An efficient image compression architecture based on optimized 9/7 wavelet transform with hybrid post processing and entropy encoder module

Abstract

Satellite communication is popular due to the advancement in storing and transmitting satellite images. Image compression can be defined as the science of lowering the number of bits necessary to represent an image. In satellite image processing, image degradation is considered a challenging problem. The Consultative Committee for Space Data Systems (CCSDS) Image Data Compression (IDC) standard CCSDS-122.0-B-1 is the transformation-dependent image compression method developed especially for usage in on-board space platforms. It holds de-correlation, quantization and entropy encoding phases. This paper introduces a new optimized memory organization for Discrete Wavelet Transform (DWT) to perform spatial de-correlation with fewer memory requirements on an FPGA device. Also, the proposed optimized DWT is integrated with a hybrid post-processing and entropy encoder module to reduce the spatial redundancies between the wavelet coefficients and compress the de-correlated data with high compression performance. A high-throughput hardware implementation of the Binary arithmetic entropy Coder (BAEC) is also provided to perform lossless compression with low implementation complexity.
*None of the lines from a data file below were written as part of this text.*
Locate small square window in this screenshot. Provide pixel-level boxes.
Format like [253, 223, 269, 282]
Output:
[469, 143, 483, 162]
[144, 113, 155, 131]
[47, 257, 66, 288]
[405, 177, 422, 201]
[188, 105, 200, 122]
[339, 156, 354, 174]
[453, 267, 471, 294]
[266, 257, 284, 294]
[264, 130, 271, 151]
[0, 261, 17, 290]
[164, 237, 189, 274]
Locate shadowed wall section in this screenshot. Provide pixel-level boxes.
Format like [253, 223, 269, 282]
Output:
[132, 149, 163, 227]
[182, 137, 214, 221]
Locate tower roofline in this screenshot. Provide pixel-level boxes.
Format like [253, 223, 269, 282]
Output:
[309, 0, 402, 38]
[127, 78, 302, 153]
To provide the convenience and compactness, the proposed system will be implemented in the Xilinx working platform by developing a Verilog code. The proposed model is then evaluated on the Arty Z7–20 development board. The proposed approach is analyzed on different performance parameters such as throughput and frequency. The proposed design allowed a maximum operating frequency of 250 MHz, leading to a throughput of 156.25 Msamples/sec on Zynq. In addition, the structure of the proposed method overtakes the conventional design in terms of memory requirements and area.